Well, another year, another new Rainbow Six game. Last year we were treated to one of the worst tactical shooters ever made. Rainbow Six: Lockdown for the PC almost unanimously got terrible reviews and negative opinions Internet wide. Ubisoft really shot themselves in the foot with that release. Will the new version, Rainbow Six: Vegas, be another shot in the foot, or will it redeem the otherwise fantastic series?
Rainbow Six: Vegas was first released for the Xbox 360; my good friend and SimHQ Console Sim Editor Chuck “PFunk” Bellows reviewed that version here. A few weeks later the PC version was finally available.
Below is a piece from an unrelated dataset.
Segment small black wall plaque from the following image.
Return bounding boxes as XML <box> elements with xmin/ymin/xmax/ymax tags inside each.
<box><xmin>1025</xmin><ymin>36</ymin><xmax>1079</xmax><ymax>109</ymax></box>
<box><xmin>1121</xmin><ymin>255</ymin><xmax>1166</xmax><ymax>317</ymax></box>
I wasn’t really that interested in the game after the bad taste left by Lockdown until I played the Xbox 360 version — and loved it. If the PC version is just as good, then we may have a winner, I thought. That, of course, is the million dollar question.
First off, I must tell you that a Shader 3.0 enabled video card is a must with Rainbow Six: Vegas and it will not work with anything less. Period. This is a major strike against the game already, considering most gamers I’ve talked to don’t have a Shader Model 3.0 enabled card yet, it’s relatively new and on only the latest video cards.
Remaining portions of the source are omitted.